How to maintain an effectice research program
The discussion centered initially on the possibilities for and limitations of performing laboratory animal science research in the central animal units (CAU). Many such units are very small, often with only one or a few scientifically qualified member/s. It was agreed upon the necessity ofa minimum ”critical mass” of qualified people for the unit to be able to successfully conduct research and develop work within the field of laboratory animal science. It was pointed out, however, that it is necessary also for the small CAUs to get started, at whatever modest scale, to work and produce some publishable results, and thus slowly grow on their own merits. This was backed up by the firm belief that the laboratory animal scientists
should be able/allowed to contribute to the advancement of knowledge.

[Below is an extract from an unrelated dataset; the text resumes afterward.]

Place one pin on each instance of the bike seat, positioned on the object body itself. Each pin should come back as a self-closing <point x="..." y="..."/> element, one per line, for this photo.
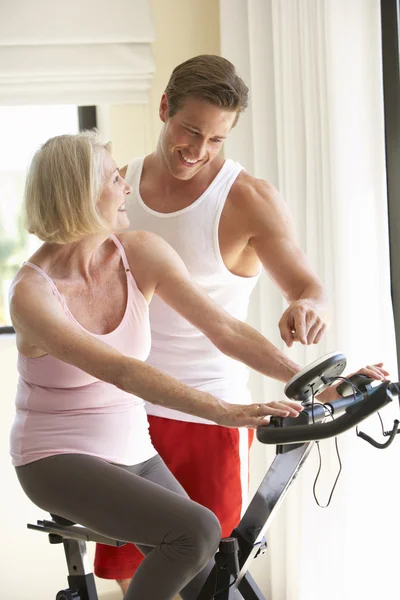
<point x="61" y="520"/>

Implicit in this is that it is vital for the development of the CAUs to have resources e.g. space, for research of their own.
Next to be discussed was the publication strategies within the CAUs. It was agreed upon that the scientific as well as the technical staff of the CAU could be co-authors on any publication arising as a result of work being done in the CAU. This should, however, be based upon an active scientific contribution from the CAU member, such as being an active part in the planning of the experimental series and/or contributing actively to its conduct. It must be remembered that a CAU, from the point of view of scientists in general, is a service unit, similar to other kinds of service laboratories.
Finally it was emphasised that the director of a CAU has considerable ethical obligations, covering all the work being done on animals in the unit. This could also mean that ”negative” results or problems arising in a particular project e.g. the modifying effect of an intercurrent infection on experimental results, might be turned into useful information for the field of laboratory animal science.